A ação dos marqueteiros embaralha tudo e faz uma simplificação grosseira do que se passou no país. Justiça seja feita, o marketing da candidata à reeleição tem sido o mais lesivo à compreensão do que há de verdade nas transformações do Brasil nos últimos anos e de quais são os novos riscos. A sociedade brasileira fez escolhas civilizatórias, e as travessias foram conduzidas por líderes diferentes, cada um em uma etapa do processo.
O passo sem o qual outros passos não seriam possíveis foi a vitória sobre a hiperinflação, em 1994, no governo Itamar Franco. Naquele momento, foi o PSDB que atendeu ao chamado do vice-presidente que assumia em situação de caos econômico e desmonte da base parlamentar montada pelo presidente que caíra. Itamar quis fazer um governo de união nacional, mas o PT foi contra. Luiza Erundina que o diga, suspensa, e depois tendo que sair do partido por integrar o governo que garantiu a governabilidade em momento de extremo risco.
Foi Fernando Henrique, como se sabe, que convocou, mobilizou e liderou os economistas que deram a mais importante contribuição para a organização da economia brasileira das últimas décadas; que conseguiu limpar entulhos econômicos deixados pela ditadura, como a superindexação da economia. Foi após o real que os governantes, as famílias e as firmas puderam se organizar. Com a inflação descontrolada, o país andava em zigue-zague num nevoeiro.
O PT foi contra tudo aquilo que se fez para modernizar o país: o Plano Real, o saneamento dos bancos através do Proer, a Lei de Responsabilidade Fiscal, a privatização de empresas e as concessões, o sistema de metas de inflação. Foi até contra o Fundef e o início do sistema de avaliação da educação implantado pelo então ministro Paulo Renato. Isso é história do Brasil. Está registrado nos anais políticos do país.
No poder, como todos sabem, o PT adotou parte do programa que repudiou. Manteve de início as bases da estabilização, que hoje mina com erros sucessivos. Transformou o Fundef em Fundeb, mudou os sistemas de avaliação da educação e hoje atribui a si a existência dos indicadores.

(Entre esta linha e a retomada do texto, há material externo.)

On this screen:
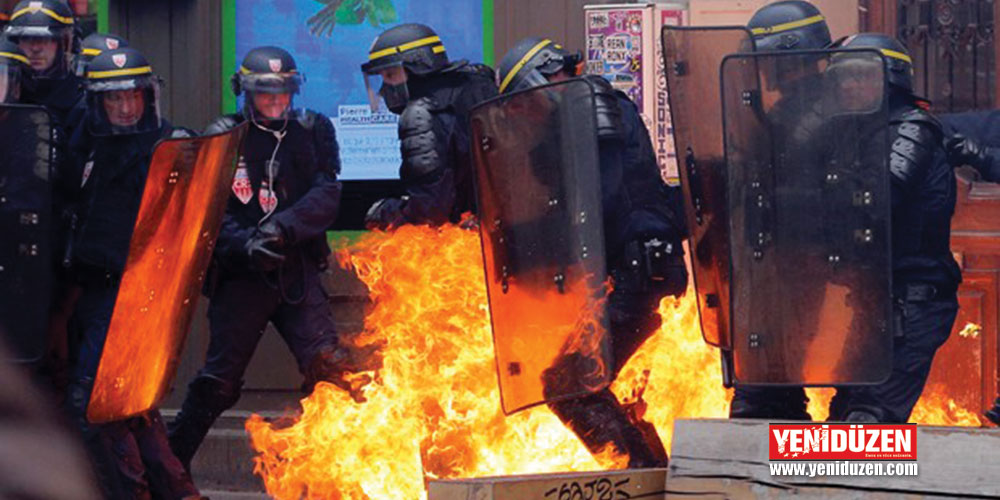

Paulo Renato, quando iniciou seu projeto de testar a qualidade da educação, enquanto universalizava o ensino fundamental, foi combatido pela então oposição.
Os projetos de Bolsa Escola foram importantes como testes de políticas públicas, mas a amplitude que ele assumiu através do Bolsa Família foi uma política implantada pelo PT. Há correções a fazer, nenhuma política pode ficar estagnada, mas ela criou a grande rede de resgate dos pobres e extremamente pobres do Brasil. O PT ouviu o clamor da sociedade - que começou com Betinho, como bem lembrou Flávia Oliveira - de ter vergonha de ser um país com tantas riquezas e tantos pobres. O Bolsa Família nem sempre foi entendido pela elite, mas essa política pública nos levou a novo patamar de respeito ao cidadão. A queda dos pobres e miseráveis começou após o real, mas ganhou velocidade com as novas políticas sociais. Só a educação pública de qualidade, no entanto, nos levará ao futuro almejado de sólido desenvolvimento social.
Quando Marina Silva assumiu o Ministério do Meio Ambiente, a devastação do nosso maior bioma era dramática. Avanços haviam ocorrido no governo de Fernando Henrique, em ações que Marina apoiou mesmo sendo oposição. Foi, no entanto, a capacidade dela no Ministério de mobilizar esforços de uma infinidade de atores que queriam combater o desmatamento, e as decisões que tomou, que mudaram o quadro da floresta. O Brasil também tinha se envergonhado de tanto desmatamento e foi ela a líder que conduziu o país neste processo ainda inconcluso.
O fato é que o Brasil avançou na democracia por força de líderes diferentes. Há riscos, distorções e novas urgências. Quando a eleição passar, talvez haja espaço para um balanço racional do que conquistamos e, mais importante, do que falta fazer.